Your curriculum is only required to implement a method for sampling tasks:

  • sample - Returns a list of k tasks sampled from the curriculum.

The sample method is how your curriculum decides which task the environments will use. Most methods use some combination of logic and probability distributions to choose tasks, but there are no restrictions on how you choose tasks.

Curriculum Dependent Methods#

Your curriculum will likely require some feedback from the RL training loop to guide its task selection. These might be rewards from the environment, error values from the agent, or some other metric that you define. Depending on which type of information your curriculum requires, you will need to implement one or more of the following methods:

  • update_on_step - is called once for each environment step. If you implement this method, you must also implement the requires_step_updates property to return True. Without this, the environment synchronization wrappers (see Global Synchronization) will not send step updates to optimize performance.

  • update_on_episode - will be called once for each completed episode by the environment synchronization wrapper. The default implementation of this method also updates the StatRecorder, so if you override it you should call super().update_on_episode() to maintain this functionality.
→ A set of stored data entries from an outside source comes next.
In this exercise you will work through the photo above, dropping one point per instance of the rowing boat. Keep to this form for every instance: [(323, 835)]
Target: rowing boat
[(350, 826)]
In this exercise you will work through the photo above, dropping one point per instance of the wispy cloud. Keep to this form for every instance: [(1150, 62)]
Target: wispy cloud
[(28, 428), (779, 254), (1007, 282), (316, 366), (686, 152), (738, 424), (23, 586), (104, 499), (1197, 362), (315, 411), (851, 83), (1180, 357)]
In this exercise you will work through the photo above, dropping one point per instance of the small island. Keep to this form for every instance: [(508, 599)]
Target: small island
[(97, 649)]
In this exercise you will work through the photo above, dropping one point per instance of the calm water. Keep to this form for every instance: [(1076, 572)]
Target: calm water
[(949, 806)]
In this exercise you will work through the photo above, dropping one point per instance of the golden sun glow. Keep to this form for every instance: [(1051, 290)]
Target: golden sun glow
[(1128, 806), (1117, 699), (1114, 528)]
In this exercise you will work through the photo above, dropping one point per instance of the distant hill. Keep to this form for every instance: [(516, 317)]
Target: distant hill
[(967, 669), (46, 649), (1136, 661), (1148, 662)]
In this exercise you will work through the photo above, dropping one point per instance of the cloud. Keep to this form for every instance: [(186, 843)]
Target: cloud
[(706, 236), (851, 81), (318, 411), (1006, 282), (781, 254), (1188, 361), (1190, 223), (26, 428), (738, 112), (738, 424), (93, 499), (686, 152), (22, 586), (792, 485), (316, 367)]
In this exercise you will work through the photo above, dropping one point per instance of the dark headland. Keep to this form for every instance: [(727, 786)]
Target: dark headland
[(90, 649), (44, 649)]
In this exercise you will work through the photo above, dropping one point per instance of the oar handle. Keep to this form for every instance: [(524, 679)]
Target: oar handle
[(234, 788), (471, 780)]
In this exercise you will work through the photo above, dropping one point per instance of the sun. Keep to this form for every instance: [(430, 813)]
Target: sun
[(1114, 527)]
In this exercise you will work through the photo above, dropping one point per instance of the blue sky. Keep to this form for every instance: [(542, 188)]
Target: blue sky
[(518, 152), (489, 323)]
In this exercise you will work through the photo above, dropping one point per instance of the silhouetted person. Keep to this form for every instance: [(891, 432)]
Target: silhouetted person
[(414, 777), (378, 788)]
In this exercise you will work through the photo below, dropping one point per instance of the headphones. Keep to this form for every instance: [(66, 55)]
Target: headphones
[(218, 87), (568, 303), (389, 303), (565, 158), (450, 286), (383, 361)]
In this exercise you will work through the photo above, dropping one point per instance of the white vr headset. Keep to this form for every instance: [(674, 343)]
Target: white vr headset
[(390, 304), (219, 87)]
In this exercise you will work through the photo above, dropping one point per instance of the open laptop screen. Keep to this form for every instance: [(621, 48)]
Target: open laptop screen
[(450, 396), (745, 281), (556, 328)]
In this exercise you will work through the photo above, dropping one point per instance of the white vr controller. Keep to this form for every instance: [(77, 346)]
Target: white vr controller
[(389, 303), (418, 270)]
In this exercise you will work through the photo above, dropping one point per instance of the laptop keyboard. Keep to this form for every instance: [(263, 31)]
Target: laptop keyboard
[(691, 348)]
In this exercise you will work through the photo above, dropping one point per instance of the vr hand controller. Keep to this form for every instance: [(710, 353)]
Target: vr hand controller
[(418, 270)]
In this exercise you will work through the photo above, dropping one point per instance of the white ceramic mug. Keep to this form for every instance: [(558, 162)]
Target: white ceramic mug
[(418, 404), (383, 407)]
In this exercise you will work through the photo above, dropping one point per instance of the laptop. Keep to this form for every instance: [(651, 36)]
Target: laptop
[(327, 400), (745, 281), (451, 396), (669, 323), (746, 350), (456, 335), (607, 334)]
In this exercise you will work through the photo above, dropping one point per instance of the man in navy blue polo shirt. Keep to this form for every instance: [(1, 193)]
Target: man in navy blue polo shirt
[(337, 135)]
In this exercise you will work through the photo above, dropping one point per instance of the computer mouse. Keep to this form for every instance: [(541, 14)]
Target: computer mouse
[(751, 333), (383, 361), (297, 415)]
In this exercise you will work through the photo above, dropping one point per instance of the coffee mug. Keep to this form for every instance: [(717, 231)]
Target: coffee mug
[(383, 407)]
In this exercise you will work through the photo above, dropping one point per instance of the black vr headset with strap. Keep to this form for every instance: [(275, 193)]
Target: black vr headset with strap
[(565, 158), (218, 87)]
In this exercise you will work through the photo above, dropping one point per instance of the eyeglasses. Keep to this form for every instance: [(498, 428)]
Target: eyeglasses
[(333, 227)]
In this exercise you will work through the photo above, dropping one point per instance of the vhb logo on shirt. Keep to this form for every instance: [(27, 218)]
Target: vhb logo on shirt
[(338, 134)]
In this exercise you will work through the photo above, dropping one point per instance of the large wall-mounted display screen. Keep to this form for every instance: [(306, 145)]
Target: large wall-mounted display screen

  • update_task_progress - is called either after a task is completed. It receives a task and a boolean or float value indicating the current progress on the provided task. Values of True or 1.0 typically indicate a completed task. If you need to track task progress at each step or each episode you should instead implement update_on_step or update_on_episode respectively. This method is used for tasks that complete mid-episode.

Your curriculum will probably only use one of these methods, so you can choose to only override the one that you need. These methods also receive a unique indentifier for the environment that generated the update in case you need to track each environment individually. If your curriculum requires information from the main training process, such as TD errors or gradient magnitudes, you can define your own update method. However, you should make use of the existing update methods as much as possible to minimize the API surface of your method. Updates from the training process have to be implemented differently for each learning library, reducing interoperability. You can look at the different variants of Prioritized Level Replay for examples of how to implement these methods for different libraries.

Co-player Methods#

If your curriculum is designed to sample over opponent players, you will need to implement these methods:

  • add_agent - adds and agent to the curriculum’s agent store.

  • get_agent - returns the agent corresponding to the given agent_id.

You can find more information about these methods and co-player curricula here Co-player Curricula.

Optional Methods#

You can optionally choose to implement these additional methods:

  • update_on_step_batch - Updates the curriculum with a batch of step updates. This method receives arrays of values for each input to update_on_step and can be implemented to provide a more efficient curriculum-specific implementation. The default implementation simply iterates over the updates. The size of the batches is controlled by the batch_size argument of the environment synchronization wrapper initializer.